Limitations of iterable datasets

Hi!

_ the map function of iterable datasets doesnt seem to accept the num_proc argument, I wonder whether this will create a bottleneck in my codes or if dataloader_num_workers will allow the iterable dataset to operate in fast multi-processing ?

Adding support for multiple workers (num_workers > 1) to IterableDataset is a work in progress and will be available (most likely) in the next release of datasets. But in your case, for maximum performance, it’s better to use the standard arrow-backed Dataset. Thanks to memory mapping, this version also doesn’t bring everything in memory (only the requested rows/columns).

You can create a dataset from parquet files (the arrow backed version) as follows:

from datasets import load_dataset
dataset  = load_dataset("parquet", data_files=[<list of paths to parquet files>])

_ when working in run_mlm.py with the trainer and an iterable dataset, what are the changes to make for parallel-processing please ?
I read this Process but I am not sure if this applies

You can use the training_args.main_process_first context manager for that (for the arrow backed dataset).
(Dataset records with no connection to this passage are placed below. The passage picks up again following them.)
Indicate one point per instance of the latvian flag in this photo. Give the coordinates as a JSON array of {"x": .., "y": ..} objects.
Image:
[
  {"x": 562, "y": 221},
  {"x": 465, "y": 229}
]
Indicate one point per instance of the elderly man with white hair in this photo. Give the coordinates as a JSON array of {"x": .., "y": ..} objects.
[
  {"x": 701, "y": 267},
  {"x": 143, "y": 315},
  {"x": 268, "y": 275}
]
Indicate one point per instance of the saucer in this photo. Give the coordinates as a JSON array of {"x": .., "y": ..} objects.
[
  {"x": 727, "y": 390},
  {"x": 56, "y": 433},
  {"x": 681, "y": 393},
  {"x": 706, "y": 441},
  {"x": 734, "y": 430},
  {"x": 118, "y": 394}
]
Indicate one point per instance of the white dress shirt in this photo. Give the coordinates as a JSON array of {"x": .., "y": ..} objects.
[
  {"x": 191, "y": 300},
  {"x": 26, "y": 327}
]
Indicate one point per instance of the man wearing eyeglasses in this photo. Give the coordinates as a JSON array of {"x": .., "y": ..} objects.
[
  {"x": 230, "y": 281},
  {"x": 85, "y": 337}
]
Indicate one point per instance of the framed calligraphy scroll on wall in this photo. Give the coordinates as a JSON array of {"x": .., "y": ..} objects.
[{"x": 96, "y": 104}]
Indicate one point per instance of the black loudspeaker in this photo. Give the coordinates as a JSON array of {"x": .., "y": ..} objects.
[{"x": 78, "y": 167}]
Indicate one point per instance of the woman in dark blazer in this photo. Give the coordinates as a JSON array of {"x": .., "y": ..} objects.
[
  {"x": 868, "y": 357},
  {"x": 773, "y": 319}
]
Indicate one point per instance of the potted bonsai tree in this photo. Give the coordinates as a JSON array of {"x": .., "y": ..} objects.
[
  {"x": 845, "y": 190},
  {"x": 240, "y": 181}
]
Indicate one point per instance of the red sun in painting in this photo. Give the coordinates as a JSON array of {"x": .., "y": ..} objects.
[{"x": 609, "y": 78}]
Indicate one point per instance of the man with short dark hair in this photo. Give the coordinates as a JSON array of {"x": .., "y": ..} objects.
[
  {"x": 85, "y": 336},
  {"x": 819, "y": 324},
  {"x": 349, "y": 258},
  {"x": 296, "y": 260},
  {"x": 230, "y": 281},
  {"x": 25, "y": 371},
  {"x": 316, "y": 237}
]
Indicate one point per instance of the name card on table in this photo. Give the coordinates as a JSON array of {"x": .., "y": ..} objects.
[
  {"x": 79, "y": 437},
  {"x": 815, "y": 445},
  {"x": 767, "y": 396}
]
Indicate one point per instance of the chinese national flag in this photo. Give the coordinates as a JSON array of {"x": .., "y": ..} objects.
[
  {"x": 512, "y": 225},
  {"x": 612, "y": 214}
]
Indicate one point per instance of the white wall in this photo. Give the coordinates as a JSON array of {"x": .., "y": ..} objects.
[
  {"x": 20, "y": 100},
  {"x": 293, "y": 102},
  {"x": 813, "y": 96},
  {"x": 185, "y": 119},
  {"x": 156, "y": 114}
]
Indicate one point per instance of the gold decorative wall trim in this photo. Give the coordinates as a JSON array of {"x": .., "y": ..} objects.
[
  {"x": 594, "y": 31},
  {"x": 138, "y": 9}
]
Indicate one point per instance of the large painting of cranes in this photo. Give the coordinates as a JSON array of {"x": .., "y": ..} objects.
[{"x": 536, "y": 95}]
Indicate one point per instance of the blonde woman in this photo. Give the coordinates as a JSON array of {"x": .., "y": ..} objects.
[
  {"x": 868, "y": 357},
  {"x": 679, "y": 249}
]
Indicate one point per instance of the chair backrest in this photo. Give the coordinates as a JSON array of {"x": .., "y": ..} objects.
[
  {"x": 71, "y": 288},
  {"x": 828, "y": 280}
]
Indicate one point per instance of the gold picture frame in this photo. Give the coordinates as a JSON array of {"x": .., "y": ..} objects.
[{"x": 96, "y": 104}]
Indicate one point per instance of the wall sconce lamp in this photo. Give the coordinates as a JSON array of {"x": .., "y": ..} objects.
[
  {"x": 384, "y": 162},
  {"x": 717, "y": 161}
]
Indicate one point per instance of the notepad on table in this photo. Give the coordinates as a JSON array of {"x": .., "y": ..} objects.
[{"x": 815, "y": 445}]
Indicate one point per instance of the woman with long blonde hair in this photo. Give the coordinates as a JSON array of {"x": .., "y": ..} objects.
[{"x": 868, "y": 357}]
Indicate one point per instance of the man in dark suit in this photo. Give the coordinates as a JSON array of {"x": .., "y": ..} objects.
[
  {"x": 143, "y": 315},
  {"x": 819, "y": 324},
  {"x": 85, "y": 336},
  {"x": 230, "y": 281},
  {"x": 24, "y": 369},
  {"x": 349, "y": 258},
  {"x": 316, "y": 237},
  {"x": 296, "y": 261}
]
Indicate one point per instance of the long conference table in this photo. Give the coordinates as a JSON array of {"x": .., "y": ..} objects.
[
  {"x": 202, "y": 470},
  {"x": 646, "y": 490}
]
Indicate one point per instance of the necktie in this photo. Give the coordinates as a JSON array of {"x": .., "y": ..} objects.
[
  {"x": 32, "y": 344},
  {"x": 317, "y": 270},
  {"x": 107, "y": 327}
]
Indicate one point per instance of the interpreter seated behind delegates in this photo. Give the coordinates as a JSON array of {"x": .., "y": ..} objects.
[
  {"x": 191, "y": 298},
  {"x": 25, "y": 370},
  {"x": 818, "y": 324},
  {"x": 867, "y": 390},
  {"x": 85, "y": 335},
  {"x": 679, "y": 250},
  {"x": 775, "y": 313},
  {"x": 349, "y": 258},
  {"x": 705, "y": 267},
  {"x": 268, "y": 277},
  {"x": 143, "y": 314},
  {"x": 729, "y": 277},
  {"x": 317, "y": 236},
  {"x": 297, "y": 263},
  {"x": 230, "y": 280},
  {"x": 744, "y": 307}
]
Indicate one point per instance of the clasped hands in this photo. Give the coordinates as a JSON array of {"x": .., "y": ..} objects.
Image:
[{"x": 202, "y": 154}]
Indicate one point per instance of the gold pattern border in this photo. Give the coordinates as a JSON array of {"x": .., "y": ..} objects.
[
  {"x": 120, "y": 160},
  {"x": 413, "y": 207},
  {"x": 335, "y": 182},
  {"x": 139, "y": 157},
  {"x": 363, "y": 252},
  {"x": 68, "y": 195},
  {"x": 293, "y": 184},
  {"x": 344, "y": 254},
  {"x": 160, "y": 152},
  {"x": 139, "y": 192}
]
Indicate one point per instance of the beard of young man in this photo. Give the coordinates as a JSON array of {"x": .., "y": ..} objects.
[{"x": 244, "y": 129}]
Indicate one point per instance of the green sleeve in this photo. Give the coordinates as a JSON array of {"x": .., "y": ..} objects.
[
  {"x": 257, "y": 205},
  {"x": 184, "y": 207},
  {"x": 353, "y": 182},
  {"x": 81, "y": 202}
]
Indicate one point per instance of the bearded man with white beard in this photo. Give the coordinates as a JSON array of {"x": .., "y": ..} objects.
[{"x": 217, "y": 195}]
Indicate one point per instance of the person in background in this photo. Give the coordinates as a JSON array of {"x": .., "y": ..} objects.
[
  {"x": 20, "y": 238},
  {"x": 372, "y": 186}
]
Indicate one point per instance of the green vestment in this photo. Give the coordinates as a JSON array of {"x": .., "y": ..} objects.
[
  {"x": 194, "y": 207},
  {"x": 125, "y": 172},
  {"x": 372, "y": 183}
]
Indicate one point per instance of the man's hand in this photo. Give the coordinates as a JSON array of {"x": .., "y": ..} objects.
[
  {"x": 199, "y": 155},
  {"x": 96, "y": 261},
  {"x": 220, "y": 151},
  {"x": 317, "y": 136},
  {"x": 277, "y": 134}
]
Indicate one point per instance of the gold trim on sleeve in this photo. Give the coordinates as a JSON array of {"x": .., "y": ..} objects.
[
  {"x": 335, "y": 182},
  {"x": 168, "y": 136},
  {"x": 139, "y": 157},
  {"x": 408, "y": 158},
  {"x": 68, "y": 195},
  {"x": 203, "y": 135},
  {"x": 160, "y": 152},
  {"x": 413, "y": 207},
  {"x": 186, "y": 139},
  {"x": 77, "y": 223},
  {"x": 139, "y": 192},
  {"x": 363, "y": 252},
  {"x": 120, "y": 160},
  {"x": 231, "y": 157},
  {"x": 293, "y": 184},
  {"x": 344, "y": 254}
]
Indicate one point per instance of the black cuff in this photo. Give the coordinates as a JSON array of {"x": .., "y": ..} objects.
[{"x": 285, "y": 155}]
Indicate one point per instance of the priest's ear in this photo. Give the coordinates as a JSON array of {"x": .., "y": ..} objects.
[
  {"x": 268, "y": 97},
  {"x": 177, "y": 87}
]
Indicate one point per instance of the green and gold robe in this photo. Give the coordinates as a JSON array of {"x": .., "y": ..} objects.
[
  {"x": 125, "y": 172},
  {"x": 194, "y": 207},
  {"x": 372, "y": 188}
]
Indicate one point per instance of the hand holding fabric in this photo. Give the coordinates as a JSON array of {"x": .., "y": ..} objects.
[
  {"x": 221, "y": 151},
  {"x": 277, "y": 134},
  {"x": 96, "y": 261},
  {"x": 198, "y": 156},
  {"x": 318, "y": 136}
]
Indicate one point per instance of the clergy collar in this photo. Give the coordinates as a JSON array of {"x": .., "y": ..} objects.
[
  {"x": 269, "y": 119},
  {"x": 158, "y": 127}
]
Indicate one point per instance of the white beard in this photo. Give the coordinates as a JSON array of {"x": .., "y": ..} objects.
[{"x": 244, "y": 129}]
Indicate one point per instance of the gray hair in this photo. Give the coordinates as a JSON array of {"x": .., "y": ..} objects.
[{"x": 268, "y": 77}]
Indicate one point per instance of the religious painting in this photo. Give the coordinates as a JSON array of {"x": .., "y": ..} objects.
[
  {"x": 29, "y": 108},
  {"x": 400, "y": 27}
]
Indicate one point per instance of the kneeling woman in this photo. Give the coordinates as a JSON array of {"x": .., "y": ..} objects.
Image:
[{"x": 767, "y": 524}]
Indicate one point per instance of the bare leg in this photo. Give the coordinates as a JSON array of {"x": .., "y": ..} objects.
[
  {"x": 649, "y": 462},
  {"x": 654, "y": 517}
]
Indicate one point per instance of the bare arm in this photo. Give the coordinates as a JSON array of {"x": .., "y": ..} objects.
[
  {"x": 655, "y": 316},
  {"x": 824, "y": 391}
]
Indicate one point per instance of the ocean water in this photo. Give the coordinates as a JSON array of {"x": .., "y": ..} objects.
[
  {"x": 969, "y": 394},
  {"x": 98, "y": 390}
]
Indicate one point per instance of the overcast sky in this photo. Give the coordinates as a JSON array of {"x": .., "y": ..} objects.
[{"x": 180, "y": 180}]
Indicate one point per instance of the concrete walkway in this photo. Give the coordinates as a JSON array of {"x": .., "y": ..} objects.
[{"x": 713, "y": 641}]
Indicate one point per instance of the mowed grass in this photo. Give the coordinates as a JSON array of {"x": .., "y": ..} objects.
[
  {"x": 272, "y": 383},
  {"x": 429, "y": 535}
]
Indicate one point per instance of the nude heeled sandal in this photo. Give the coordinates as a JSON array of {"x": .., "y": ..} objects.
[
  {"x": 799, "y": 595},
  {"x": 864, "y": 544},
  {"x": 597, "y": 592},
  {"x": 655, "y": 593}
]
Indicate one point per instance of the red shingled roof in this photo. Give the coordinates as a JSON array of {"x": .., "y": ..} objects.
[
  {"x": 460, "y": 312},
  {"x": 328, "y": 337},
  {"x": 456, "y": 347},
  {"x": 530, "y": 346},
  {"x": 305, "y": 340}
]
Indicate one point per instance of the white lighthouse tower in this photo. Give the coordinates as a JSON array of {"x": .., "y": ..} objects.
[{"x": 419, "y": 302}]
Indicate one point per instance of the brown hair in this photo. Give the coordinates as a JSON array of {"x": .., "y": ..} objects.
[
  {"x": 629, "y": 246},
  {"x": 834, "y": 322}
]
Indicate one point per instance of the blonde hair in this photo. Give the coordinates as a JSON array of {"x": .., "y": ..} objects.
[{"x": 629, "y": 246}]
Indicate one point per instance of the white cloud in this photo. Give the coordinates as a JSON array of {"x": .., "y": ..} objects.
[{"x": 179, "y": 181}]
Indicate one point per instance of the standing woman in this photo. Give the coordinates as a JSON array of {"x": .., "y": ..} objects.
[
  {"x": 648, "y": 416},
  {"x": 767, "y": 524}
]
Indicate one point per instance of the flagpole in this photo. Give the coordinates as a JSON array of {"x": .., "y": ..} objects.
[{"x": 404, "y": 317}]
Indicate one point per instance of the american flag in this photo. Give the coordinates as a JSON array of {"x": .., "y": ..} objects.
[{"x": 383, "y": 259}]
You can find an example here.

_ my datasets are stored as .parquet containing input sequences as well as labels/meta-data, one column I would like to implement is a sampling probability in order to over-sample certain training examples
Is there any way to allow this inside an iterable dataset or should I consider duplicating training examples as a pre-processing ?

I’m not sure I understand this question. Could you clarify it a bit more?